Figure 4: Screenshot of Mentor Watch for XZ. Mentor Watch is still in its early stages; in the coming months it will have its own AI to drive autonomous trend foci and alerts.
The Future is Open – Open Source Software
In writing this article, we believe the most important takeaway is that we don't lose our faith in the open source software (OSS) process. It is working.
OSS is changing the world and for the better. Linux is the most used operating system in the world and at both extremes: in the cloud and at the edge (and everywhere in between). This is evidence that OSS works. However, in deeply analyzing this exploit, it appears to us that a major potential goal of XZB is to erode trust in OSS.
Yes, we should raise our guard and prepare for the next wave of socio-software exploits. Yes, this could have gone catastrophically wrong. But, this doesn’t mean we should look for scapegoats, misplace blame, or question the actual viability of OSS. If we go too far down this path, the XZB bad actors may end up winning the game they may be really trying to play: to sabotage the OSS community.
Consider for a moment the data around the exploit, the rapidity of its discovery, and the ease of which it was remedied. Perhaps this exploit was less about slowly backdooring millions or billions of systems with a fast-acting infection and more about demonstrating that even our most sacred OSS system, Linux, is vulnerable. That might be enough to cast doubt, fear, and even give rise to an anti-OSS movement in even the most ardent OSS supporters.
Andres Freund is undoubtedly a hero in this story. However, as Andres reported, there was an obvious spike in CPU utilization and a degradation of performance in his SSH logins. Yet, the team that created the XZB hack are some of the most sophisticated and patient hackers we’ve seen. They worked in a covert fashion for over two years, patiently building trust across the OSS community. They introduced one of the most sophisticated backdoors ever seen ... yet, they couldn't infect systems without introducing a serious performance spike?
Really? They aren't aware of how to use C sleep() calls to baseline CPU utilization?
If the goal was for XZB to infect millions or billions of machines, certainly “staying hidden” for as long as possible would be a primary goal. Yet, the computational footprint of XZB is not at all subtle. Given the sophistication of the attackers, there should have been dozens of ways to minimize the backdoor’s computational signature to help ensure it stays nearly invisible for many years. Evidence of this can be found in other exploits like Log4Shell, which is one of the reasons why it was such a massive exploit: it remained virtually undetected for almost a decade. According to reports, Log4Shell became active as an exploit in 2013, but it wasn't identified until 2021. This raises some profound questions.

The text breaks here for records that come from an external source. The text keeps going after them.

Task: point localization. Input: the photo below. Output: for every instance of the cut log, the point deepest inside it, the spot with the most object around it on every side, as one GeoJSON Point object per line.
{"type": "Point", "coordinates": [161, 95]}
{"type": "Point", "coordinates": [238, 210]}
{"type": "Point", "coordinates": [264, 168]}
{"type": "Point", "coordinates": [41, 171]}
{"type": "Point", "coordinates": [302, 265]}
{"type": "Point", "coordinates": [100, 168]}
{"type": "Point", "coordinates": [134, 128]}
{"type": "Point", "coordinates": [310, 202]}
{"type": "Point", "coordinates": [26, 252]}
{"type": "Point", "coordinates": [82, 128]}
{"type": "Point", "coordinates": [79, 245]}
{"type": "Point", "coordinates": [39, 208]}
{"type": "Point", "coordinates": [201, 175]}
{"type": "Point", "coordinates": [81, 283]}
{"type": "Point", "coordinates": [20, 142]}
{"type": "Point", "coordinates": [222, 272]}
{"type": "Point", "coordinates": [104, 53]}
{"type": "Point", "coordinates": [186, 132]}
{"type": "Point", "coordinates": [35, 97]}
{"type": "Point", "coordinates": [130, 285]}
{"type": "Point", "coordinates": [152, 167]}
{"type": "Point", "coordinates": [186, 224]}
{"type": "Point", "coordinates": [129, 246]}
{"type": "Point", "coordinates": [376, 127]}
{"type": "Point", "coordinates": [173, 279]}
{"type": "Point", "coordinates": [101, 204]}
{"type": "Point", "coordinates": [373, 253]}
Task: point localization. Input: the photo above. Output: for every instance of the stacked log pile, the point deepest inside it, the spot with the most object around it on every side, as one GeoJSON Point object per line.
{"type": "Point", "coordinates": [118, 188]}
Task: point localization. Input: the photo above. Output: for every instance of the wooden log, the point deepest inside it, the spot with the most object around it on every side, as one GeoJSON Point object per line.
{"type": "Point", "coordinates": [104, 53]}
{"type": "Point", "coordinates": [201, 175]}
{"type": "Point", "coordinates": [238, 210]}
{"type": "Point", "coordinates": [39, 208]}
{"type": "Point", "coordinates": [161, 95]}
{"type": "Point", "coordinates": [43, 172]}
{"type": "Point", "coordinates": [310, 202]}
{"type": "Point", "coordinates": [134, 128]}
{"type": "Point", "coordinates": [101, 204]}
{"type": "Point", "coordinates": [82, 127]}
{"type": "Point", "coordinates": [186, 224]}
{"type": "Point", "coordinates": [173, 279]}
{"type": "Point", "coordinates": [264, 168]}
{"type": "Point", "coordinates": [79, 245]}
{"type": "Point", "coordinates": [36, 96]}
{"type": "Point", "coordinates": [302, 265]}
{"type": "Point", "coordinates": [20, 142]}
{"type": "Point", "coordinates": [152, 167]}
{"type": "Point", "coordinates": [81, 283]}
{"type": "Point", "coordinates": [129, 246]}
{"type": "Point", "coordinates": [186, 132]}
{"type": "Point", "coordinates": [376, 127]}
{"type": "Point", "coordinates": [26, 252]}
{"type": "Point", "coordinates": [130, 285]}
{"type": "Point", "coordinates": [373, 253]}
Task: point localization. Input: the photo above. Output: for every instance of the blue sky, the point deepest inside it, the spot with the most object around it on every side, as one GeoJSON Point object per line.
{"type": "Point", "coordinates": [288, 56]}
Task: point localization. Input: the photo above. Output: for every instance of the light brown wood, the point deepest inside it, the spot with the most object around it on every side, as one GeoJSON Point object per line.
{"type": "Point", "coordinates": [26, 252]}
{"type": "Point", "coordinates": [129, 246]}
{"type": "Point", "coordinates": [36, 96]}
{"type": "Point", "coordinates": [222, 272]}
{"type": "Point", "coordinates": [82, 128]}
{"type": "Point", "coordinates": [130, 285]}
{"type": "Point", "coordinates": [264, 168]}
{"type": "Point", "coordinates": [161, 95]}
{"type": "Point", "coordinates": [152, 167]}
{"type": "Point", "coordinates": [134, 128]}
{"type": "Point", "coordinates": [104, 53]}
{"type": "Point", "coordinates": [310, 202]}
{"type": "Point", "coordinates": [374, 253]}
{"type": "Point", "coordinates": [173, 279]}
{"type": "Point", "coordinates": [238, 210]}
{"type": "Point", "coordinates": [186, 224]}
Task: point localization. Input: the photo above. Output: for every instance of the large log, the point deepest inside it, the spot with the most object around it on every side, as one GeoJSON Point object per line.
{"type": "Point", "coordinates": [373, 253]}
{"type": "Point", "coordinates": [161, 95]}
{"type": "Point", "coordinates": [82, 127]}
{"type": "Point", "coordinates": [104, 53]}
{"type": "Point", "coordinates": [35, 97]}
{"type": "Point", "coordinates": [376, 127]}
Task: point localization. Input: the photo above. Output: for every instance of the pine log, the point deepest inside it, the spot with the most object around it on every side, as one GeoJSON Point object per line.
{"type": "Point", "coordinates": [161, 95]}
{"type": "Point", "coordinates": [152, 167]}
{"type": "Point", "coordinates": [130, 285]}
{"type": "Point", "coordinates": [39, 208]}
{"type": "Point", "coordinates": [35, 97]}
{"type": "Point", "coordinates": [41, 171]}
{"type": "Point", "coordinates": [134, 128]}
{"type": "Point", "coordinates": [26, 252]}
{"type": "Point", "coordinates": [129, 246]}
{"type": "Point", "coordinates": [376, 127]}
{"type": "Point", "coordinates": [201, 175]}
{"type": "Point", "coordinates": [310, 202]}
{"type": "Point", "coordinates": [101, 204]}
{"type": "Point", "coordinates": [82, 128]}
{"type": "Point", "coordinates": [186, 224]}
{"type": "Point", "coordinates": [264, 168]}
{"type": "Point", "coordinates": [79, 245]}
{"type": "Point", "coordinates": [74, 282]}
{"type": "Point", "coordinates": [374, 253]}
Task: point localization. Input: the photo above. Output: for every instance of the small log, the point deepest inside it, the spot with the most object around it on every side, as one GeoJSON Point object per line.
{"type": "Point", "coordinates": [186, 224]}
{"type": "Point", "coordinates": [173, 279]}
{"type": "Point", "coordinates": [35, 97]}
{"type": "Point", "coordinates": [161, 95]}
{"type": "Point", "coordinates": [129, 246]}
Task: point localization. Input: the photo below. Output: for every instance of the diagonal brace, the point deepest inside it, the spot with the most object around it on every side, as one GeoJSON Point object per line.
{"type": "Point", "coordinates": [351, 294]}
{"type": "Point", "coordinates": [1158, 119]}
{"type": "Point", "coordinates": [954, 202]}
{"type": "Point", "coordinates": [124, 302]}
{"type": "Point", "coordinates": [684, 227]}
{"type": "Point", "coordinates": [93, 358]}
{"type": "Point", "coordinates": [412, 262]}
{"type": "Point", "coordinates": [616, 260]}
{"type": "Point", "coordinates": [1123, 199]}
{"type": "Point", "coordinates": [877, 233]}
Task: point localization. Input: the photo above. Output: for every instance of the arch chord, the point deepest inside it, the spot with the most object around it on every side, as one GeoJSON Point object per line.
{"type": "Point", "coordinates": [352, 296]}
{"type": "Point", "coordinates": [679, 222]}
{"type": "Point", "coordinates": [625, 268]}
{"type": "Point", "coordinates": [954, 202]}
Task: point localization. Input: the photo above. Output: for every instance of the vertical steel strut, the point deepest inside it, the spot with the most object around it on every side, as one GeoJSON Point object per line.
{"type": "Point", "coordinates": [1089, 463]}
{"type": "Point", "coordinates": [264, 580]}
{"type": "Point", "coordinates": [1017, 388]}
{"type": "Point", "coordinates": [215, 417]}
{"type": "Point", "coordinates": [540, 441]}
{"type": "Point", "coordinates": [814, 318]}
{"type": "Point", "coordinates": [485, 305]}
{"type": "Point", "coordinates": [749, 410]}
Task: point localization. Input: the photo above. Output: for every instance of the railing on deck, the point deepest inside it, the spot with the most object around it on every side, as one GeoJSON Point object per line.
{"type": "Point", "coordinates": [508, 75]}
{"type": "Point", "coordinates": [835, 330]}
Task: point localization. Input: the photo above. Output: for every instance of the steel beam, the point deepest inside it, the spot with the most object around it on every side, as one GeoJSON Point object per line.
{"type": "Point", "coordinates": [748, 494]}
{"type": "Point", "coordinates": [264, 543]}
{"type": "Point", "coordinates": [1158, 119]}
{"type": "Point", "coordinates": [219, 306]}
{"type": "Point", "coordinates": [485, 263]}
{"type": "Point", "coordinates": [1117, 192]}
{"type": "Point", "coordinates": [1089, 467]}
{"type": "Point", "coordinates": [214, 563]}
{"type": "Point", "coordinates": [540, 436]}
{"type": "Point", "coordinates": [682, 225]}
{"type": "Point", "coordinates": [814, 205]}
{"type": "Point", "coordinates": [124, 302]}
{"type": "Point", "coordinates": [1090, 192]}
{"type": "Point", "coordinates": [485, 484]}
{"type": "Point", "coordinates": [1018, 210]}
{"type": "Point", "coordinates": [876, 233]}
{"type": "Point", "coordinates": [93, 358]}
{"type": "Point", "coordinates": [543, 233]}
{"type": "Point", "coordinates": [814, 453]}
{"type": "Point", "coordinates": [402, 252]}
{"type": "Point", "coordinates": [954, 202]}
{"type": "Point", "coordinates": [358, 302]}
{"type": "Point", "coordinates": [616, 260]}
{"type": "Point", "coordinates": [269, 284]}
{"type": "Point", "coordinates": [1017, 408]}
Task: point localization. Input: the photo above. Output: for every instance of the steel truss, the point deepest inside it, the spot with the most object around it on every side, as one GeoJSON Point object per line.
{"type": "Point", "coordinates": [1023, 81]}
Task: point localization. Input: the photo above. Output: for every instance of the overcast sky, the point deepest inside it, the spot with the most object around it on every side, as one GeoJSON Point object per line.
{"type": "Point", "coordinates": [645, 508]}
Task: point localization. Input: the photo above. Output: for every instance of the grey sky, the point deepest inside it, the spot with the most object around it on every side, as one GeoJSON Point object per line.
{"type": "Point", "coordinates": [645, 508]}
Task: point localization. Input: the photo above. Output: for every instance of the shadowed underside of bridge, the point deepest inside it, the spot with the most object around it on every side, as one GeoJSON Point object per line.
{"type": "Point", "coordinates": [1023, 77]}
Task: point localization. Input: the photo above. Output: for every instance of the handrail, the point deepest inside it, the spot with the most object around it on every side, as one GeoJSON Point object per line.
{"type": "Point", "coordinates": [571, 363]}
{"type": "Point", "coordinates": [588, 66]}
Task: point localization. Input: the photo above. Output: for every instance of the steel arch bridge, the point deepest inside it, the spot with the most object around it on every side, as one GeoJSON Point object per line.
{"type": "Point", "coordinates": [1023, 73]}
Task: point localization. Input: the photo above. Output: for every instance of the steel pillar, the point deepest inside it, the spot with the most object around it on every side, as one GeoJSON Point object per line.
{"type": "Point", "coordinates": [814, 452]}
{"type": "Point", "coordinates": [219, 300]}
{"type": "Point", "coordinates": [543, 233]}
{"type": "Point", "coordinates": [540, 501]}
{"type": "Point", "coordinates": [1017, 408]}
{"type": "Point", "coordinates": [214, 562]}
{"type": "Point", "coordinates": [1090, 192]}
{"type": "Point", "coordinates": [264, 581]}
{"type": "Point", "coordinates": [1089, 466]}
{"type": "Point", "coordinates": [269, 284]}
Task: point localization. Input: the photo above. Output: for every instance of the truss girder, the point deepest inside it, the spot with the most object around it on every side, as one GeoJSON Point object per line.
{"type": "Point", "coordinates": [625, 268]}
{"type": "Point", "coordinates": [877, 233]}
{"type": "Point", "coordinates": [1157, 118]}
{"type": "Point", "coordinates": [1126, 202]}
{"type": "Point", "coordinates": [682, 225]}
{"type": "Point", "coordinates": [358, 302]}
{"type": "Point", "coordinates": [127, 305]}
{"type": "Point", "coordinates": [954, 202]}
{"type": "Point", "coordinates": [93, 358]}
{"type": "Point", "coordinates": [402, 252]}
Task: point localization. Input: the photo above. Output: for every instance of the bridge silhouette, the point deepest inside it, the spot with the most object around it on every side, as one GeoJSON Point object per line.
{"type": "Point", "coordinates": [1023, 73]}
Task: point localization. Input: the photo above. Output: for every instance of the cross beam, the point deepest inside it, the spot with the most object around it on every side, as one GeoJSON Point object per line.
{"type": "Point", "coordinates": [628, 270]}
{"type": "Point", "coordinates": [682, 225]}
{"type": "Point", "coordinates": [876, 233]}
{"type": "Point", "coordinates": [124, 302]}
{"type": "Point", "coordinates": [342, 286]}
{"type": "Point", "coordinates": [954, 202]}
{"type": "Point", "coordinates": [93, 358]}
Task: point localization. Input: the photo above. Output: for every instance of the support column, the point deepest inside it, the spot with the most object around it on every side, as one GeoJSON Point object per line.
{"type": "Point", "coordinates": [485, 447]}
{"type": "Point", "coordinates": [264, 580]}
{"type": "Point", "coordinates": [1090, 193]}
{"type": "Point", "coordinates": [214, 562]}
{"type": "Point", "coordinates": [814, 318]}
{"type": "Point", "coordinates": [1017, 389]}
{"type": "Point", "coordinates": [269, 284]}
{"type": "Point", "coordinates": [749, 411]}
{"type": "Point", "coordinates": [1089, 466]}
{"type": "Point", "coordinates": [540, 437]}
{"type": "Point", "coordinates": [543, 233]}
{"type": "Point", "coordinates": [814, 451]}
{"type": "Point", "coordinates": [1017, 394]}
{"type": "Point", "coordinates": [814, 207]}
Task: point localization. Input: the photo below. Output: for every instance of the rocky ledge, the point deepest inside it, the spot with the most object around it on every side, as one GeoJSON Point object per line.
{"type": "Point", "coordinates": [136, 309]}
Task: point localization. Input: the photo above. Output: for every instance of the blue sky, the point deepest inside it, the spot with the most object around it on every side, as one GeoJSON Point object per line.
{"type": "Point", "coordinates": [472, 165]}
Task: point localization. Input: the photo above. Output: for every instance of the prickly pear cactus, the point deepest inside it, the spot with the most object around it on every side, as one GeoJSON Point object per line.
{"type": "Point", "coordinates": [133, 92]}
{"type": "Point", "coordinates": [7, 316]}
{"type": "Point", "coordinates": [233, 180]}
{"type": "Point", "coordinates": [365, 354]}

Whatever the answer to those questions are, it’s our strong conviction that we cannot let these bad actors sway our faith and trust in OSS. The OSS community is and will continue to be built on trust. Trust in other humans. Trust in our process. Trust that whatever hurdles we experience we can overcome so long as we continue to work together as a community. We have overwhelming evidence that OSS works and works well. Is it perfect? Of course not; very little in this world is. But, is it better than the alternative where there is no open source community?
100%, yes.
Open source is dead; long-live open source!